Roger nervously asks what MediaCast does. He tells me it's an interesting niche. He tells me that he gets people to agree to accept several pieces of advertising email a week in exchange for points that can be redeemed toward frequent flyer miles.
Paul pitches me on whether or not "my company" would be interested in a three-to-ten thousand dollar package of encryption and fulfillment software. He tells me about an archive of photographic maps his company put on the Web for Lockheed. He's wearing a nice golf shirt. I tell him to leave his card.
I didn't get the last guy's name. "Why are people wandering this floor so nervous?" I ask myself, rhetorically. He had an involved conversation with himself from about ten feet away before circling in and asking questions. He kept saying that he was "really interested in all this stuff" and I keep trying to verbally corral him into hiring MediaCast for an event. He shows me his packet of promotional paper and mentions Penguin Book Publishers, apparently apropos of nothing. I ask for his packet and he tells me it's his last one and he's gotta hold onto it.
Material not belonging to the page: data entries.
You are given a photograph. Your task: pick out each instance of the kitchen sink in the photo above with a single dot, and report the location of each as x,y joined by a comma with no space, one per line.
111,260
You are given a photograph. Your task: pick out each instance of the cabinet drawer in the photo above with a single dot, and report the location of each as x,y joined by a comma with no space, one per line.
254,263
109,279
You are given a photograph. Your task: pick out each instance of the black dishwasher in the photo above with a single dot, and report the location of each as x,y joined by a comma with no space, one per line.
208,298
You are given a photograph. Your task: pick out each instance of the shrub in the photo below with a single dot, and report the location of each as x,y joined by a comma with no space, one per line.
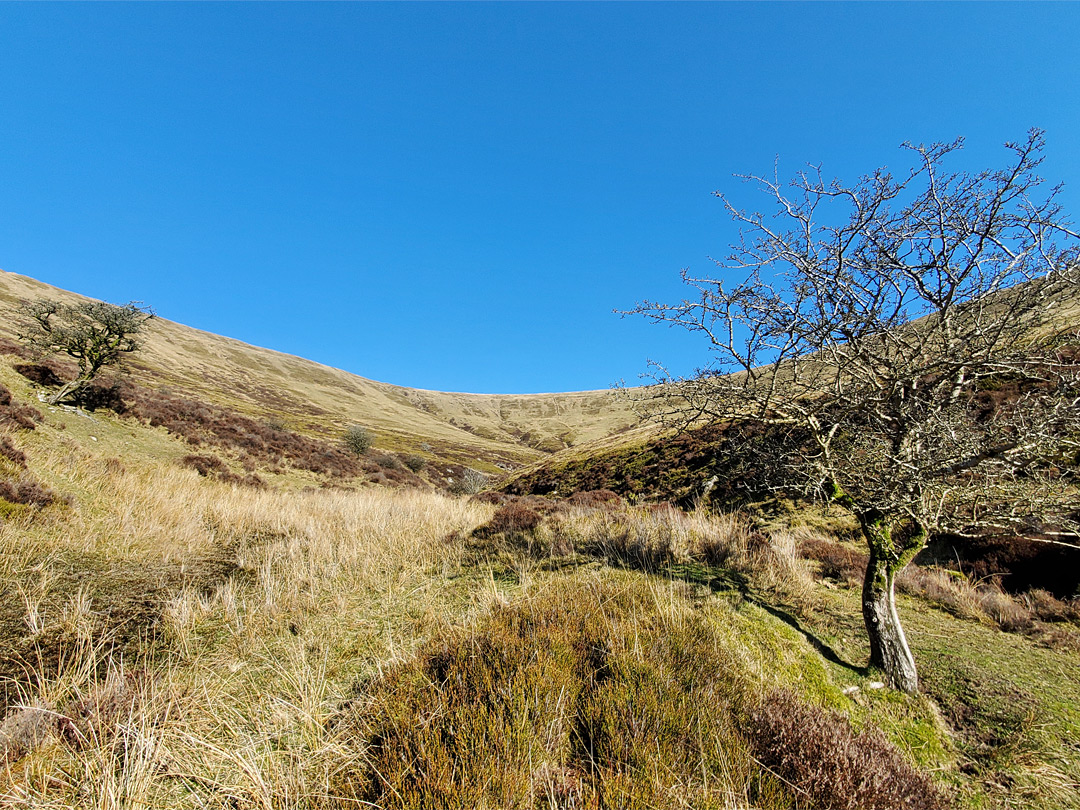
199,422
388,461
204,464
359,440
470,483
10,347
11,453
42,374
512,517
818,753
596,498
26,491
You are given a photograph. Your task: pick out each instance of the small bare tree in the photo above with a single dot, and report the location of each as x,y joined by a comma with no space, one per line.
94,334
905,334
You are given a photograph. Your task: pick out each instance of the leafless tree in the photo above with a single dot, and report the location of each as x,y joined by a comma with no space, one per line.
94,334
910,336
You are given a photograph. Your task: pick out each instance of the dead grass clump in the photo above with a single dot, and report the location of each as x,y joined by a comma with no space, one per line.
26,491
414,461
841,562
16,414
388,461
1007,612
822,758
596,498
213,467
94,718
24,729
1049,608
11,453
49,374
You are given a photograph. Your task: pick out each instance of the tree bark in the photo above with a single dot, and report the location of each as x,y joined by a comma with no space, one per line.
889,650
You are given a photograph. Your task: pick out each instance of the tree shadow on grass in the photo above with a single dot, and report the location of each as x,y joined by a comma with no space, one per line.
721,580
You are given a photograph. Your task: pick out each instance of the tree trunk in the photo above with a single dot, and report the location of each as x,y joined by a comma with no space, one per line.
889,650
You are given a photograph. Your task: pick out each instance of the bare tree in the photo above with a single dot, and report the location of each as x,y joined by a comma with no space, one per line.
905,335
94,334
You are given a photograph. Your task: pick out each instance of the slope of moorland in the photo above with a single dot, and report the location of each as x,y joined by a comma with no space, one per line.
494,430
178,634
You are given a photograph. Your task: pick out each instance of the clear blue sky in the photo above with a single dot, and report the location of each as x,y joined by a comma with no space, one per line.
457,196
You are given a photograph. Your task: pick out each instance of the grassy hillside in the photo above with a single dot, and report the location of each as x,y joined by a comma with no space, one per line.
171,638
493,430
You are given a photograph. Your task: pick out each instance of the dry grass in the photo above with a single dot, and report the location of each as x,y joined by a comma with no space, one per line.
501,430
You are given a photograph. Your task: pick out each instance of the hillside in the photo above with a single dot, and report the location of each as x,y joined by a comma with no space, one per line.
494,430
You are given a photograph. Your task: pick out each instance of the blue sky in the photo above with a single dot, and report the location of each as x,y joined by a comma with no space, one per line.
456,197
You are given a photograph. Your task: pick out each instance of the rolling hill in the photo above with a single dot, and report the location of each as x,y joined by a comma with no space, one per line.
487,430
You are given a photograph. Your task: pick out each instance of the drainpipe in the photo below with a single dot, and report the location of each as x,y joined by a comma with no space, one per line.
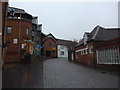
3,28
19,39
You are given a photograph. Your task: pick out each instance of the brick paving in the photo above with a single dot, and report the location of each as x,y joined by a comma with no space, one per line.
60,73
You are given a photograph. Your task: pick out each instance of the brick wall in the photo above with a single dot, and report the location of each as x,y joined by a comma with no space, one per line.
11,52
87,59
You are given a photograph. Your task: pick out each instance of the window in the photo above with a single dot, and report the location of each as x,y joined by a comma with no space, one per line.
84,52
62,53
15,41
27,31
76,55
61,47
91,50
9,30
38,38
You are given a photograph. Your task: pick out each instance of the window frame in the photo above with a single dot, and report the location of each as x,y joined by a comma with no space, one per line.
9,29
27,31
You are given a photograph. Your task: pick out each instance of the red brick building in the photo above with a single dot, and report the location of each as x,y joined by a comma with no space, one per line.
19,28
86,48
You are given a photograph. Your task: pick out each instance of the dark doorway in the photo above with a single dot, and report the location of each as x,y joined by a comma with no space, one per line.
48,53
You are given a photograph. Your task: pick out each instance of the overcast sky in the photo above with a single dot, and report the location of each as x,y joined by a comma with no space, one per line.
69,20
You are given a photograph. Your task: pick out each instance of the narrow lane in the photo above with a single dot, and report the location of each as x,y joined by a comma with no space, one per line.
59,73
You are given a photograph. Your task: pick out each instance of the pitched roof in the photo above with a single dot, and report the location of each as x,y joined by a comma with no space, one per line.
17,10
101,34
65,42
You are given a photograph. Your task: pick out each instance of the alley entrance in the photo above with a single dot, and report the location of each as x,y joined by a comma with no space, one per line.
59,73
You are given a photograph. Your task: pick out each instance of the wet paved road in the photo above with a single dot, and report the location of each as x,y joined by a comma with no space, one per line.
56,73
59,73
23,76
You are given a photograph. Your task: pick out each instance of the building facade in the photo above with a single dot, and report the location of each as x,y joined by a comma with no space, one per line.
108,53
50,48
19,28
86,48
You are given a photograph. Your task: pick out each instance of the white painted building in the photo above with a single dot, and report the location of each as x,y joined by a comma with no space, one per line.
62,51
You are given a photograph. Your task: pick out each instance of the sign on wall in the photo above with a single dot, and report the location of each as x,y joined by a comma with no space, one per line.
15,41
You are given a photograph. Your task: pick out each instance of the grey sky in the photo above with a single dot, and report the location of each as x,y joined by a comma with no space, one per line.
68,20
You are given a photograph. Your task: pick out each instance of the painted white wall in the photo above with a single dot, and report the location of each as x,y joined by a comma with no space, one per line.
65,49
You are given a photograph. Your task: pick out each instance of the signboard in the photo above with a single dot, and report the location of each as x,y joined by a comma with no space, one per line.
15,41
53,48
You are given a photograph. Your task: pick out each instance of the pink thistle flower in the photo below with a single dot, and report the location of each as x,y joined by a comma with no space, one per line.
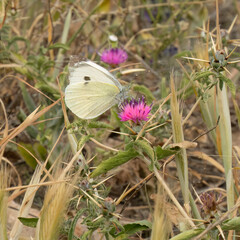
114,56
135,110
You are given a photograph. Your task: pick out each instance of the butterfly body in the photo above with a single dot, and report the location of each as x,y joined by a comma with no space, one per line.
92,90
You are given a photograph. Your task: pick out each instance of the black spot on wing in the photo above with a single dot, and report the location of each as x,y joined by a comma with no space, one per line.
87,78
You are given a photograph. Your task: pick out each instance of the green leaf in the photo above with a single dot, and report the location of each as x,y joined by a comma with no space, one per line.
27,98
162,153
83,140
205,74
229,83
231,224
96,124
119,159
73,224
29,222
27,157
189,234
132,228
59,45
145,147
145,91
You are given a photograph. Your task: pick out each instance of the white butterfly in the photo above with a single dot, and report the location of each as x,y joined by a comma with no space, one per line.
92,90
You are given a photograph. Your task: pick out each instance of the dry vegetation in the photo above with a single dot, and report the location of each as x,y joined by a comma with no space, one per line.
175,176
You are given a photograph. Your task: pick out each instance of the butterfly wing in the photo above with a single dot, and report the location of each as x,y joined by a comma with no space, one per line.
90,99
88,71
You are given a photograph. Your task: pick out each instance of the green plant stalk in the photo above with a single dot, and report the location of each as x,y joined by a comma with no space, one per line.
207,110
3,214
181,157
226,142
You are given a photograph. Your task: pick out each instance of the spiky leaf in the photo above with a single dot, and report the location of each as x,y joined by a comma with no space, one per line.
119,159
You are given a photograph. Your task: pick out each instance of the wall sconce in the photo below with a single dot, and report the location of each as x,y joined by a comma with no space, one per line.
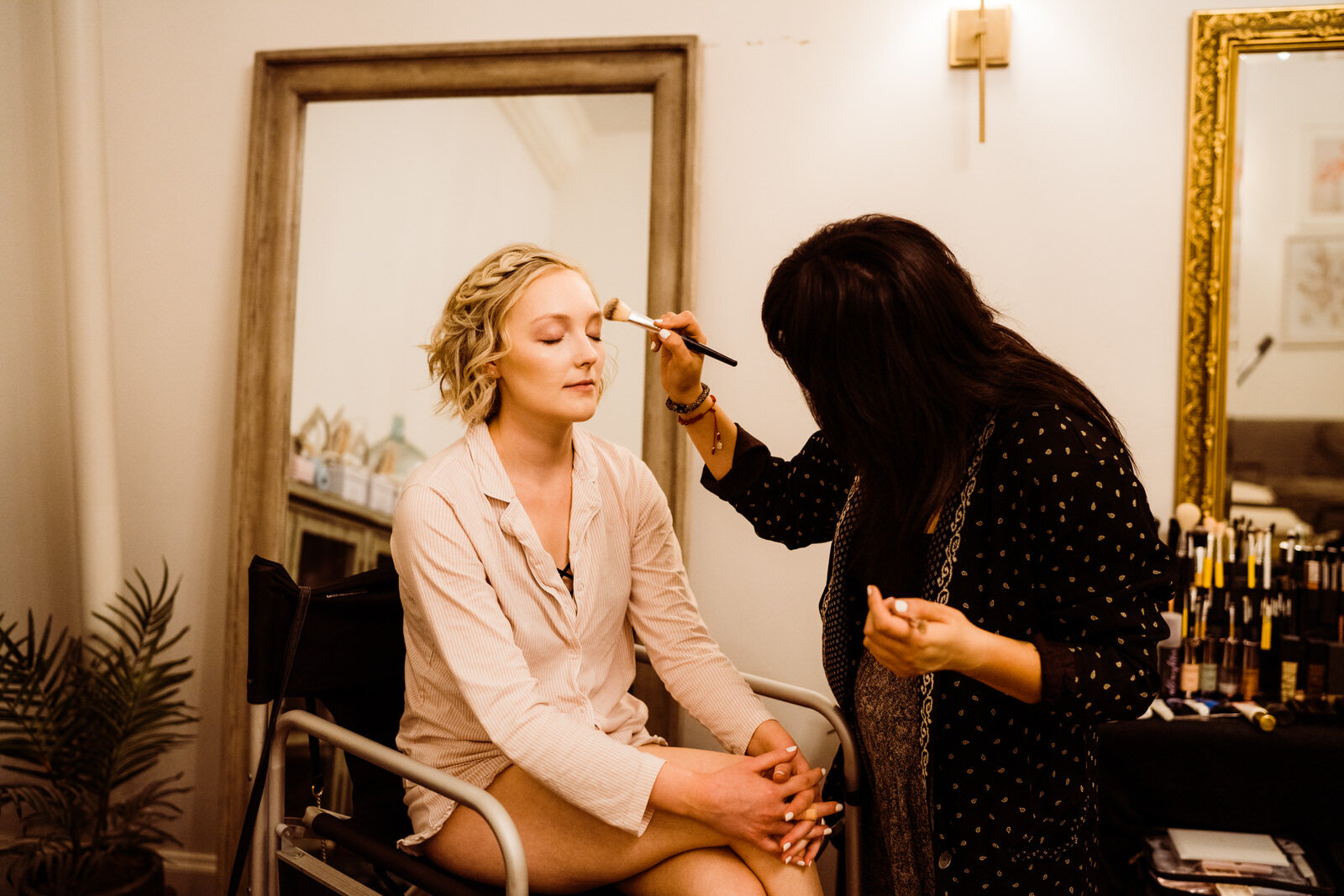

A. cautiously asks me about the audio stream we are using. Our conversation devolves into a dialogue about music, the record industry and copyrights on the Net. She asks what I think is the best way to approach being a musician and using the Web. She plays guitar, sings and writes her own material. I tell her that advice is a dangerous gift and that her worries about Web piracy, coming, as they are, from an unknown artist, are moot. I tell her to tour. There's no substitute for live performance. She tells me she's a web designer and a journalist and that if I ever want a woman's perspective of a male dominated industry (at this point I am nodding my head vigorously) to email her. I concede the point and she leaves her card as well.
M. tears my head off with visions of thousands of Home Depots, wired in a proprietary Intranet, streaming video and audio from the head office in Atlanta. He wants to buy thousands of Sun Microsystems desktops and install them in every store (and there are over five hundred presently) with a touch screen for customers to get information on potential employment. He says he wants Java applets, video and audio, to run on these Sun boxes. I ask him why does he want to stream audio and video from a desktop under a kiosk to a touchscreen three feet away. He nods his head, "yes," he says, "I don't know."